Even though this could be a stand-alone building block, the creators of the transformer add another linear layer on top and renormalize it along with another skip connection.

Linear layer

linear layer (PyTorch), dense layer (Keras), feed-forward layer (old ML books), fully connected layer. We will simply say linear layer which is:

$y = xW^T b$

Where W is a matrix and x,y,b are vectors. They add two linear layers with dropout and non-linearities in between.

import torch.nn as nn
dim = 512
dim_linear_block = 512*4

linear = nn.Sequential(
    nn.Linear(dim, dim_linear_block),
    nn.ReLU,
    nn.Dropout(dropout),
    nn.Linear(dim_linear_block, dim),
    nn.Dropout(dropout))

The main intuition is that they project the output of self-attention in a higher dimensional space (X4 in the paper). This solves bad initializations and rank collapse. We will depict it in the diagrams simply as Linear.

This (almost) concludes encoder part of the transformer with N such building blocks, as depicted below:

The final aspect to explore is multi-head attention

The core building block: Multi-head attention and parallel implementation

In the original paper, the authors expand on the idea of self-attention to multi-head attention. In essence, we run through the attention mechanism several times.

Each time, we map the independent set of Key, Query, Value matrices into different lower dimensional spaces and compute the attention there (the output is called a “head”). The mapping is achieved by multiplying each matrix with a separate weight matrix, denoted as $W_i^K, W_i^Q, W_i^V \in R^{d_model \times d_k}$ .
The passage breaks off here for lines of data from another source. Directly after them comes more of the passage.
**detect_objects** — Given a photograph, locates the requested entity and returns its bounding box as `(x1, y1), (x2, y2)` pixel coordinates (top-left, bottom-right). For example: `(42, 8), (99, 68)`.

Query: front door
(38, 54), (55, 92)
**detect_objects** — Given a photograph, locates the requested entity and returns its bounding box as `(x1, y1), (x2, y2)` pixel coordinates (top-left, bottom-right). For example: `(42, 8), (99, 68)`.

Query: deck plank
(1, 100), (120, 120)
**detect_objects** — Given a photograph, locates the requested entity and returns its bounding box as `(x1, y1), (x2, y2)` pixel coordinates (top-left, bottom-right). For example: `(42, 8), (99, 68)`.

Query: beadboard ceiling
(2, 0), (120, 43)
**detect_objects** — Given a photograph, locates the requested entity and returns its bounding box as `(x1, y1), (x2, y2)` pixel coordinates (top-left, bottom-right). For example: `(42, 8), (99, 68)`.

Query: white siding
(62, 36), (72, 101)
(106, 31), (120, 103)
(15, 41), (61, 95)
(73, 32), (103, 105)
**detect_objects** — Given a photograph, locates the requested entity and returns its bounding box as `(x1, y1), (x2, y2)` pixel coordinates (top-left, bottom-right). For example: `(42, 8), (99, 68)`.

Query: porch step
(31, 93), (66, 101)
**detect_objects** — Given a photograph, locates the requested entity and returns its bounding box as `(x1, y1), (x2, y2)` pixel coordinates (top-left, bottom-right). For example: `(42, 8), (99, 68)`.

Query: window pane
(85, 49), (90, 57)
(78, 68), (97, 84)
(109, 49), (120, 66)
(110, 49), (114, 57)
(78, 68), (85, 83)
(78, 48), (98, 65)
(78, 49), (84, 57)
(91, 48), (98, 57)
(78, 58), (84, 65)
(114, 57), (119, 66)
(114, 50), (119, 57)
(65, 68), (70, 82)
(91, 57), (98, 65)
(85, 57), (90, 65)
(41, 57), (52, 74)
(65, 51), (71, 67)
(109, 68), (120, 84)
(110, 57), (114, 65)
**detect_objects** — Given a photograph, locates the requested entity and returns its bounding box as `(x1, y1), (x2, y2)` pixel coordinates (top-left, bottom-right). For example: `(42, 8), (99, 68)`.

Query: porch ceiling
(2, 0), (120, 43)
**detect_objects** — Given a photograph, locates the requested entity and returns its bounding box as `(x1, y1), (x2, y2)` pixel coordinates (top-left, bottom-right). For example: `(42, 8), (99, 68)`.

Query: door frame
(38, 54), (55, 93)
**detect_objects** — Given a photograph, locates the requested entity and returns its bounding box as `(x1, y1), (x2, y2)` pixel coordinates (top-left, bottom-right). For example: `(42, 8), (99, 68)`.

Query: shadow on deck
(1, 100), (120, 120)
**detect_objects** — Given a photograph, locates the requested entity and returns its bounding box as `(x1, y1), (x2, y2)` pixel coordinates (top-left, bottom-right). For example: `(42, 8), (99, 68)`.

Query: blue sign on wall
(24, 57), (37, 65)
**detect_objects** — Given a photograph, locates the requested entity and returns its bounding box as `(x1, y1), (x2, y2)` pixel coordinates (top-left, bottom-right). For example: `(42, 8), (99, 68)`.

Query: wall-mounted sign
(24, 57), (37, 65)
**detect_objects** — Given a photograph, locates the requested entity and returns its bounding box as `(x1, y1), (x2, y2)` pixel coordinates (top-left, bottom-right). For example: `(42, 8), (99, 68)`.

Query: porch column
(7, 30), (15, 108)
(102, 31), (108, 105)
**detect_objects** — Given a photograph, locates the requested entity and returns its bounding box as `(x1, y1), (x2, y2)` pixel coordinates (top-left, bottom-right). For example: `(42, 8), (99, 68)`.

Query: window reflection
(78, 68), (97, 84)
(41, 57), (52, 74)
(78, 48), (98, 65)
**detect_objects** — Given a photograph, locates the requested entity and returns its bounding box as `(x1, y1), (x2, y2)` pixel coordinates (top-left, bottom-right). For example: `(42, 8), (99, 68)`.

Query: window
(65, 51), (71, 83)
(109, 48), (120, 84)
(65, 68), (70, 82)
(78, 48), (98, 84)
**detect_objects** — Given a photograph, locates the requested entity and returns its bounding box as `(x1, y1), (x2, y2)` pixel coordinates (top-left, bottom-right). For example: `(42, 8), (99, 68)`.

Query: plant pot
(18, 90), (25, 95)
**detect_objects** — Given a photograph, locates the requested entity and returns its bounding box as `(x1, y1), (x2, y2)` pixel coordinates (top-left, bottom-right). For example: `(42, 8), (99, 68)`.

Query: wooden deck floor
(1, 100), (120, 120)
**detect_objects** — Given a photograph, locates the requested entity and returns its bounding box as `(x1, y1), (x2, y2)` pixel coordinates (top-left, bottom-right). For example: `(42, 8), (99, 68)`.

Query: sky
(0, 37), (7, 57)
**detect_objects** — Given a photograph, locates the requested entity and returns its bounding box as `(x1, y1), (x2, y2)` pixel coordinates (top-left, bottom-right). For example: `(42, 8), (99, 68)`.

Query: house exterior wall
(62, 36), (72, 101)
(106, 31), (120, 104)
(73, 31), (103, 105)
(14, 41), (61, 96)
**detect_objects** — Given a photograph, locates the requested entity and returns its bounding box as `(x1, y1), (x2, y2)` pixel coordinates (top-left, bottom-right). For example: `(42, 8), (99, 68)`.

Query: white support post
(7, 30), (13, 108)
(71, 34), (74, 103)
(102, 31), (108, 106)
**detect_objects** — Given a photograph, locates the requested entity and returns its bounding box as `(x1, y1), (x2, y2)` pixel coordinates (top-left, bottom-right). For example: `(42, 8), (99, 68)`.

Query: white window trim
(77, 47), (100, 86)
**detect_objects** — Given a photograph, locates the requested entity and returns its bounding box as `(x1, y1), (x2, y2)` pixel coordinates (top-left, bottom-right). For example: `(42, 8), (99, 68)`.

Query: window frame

To compensate for the extra complexity, the output vector size is divided by the number of heads. Specifically, in the vanilla transformer, they use $d_{model}=512d$ model and h=8 heads, which gives us vector representations of 64. Now, the model has multiple independent paths (ways) to understand the input.

The heads are then concatenated and transformed using a square weight matrix $W^O \in R^{d_{model} \times d_{model}}$ since $d_{model} = hd_k$

Putting this together we get:

$\text{MultiHead}(Q,K,V) = \text{concat}(head_1, head_2, \ldots, head_h)W^O$

where

$head_i = \text{Attention}(QW_i^Q,KW_i^K,VW_i^V)$

where again

$QW_i^Q,KW_i^K,VW_i^V \in R^{d_{model}\times d_k}$

Since heads are independent from each other, we can perform the self-attention computation in parallel on different workers:

The intuition behind multihead attention is that it allows us to attend to different parts of the sequence differently each time. This practically means that:

The model can better capture positional information because each head will attend to different segments of the input. The combination of them will give us a more robust representation.
Each head will capture different contextual information as well, by correlating words in a unique manner.

''Multi-head attention allows the model to jointly attend to information from different representation subspaces at different positions. With a single attention head, averaging inhibits this.''

We will depict Multi-head self-attention in our diagrams like this:

Helpful resource on multihead attention: Pytorch implementation using the einsum notation.

Summuary of encoder

Input is processed in 3 steps:

Word embeddings of the input sentence are computed simultaneously.
Positional encodings are then applied to each embedding resulting in word vectors that also include positional information.
The word vectors are passed to the first encoder block.

Each block consists of the following layers in the same order:

A multi-head self-attention layer to find correlations between each word
A normalization layer
A residual connection around the previous two sublayers
A linear layer
A second normalization layer
A second residual connection

Note that the above block can be replicated several times to form the Encoder. In the original paper, the encoder composed of 6 identical blocks.

The decoder

The decoder consists of all the aforementioned components plus two novel ones. As before:

The output sequence is fed in its entirety and word embeddings are computed
Positional encoding are again applied
And the vectors are passed to the first Decoder block

Each decoder block includes:

A Masked multi-head self-attention layer
A normalization layer followed by a residual connection
A new multi-head attention layer (known as Encoder-Decoder attention)
A second normalization layer and a residual connection
A linear layer and a third residual connection

The decoder block appears again 6 times. The final output is transformed through a final linear layer and the output probabilities are calculated with the standard softmax function.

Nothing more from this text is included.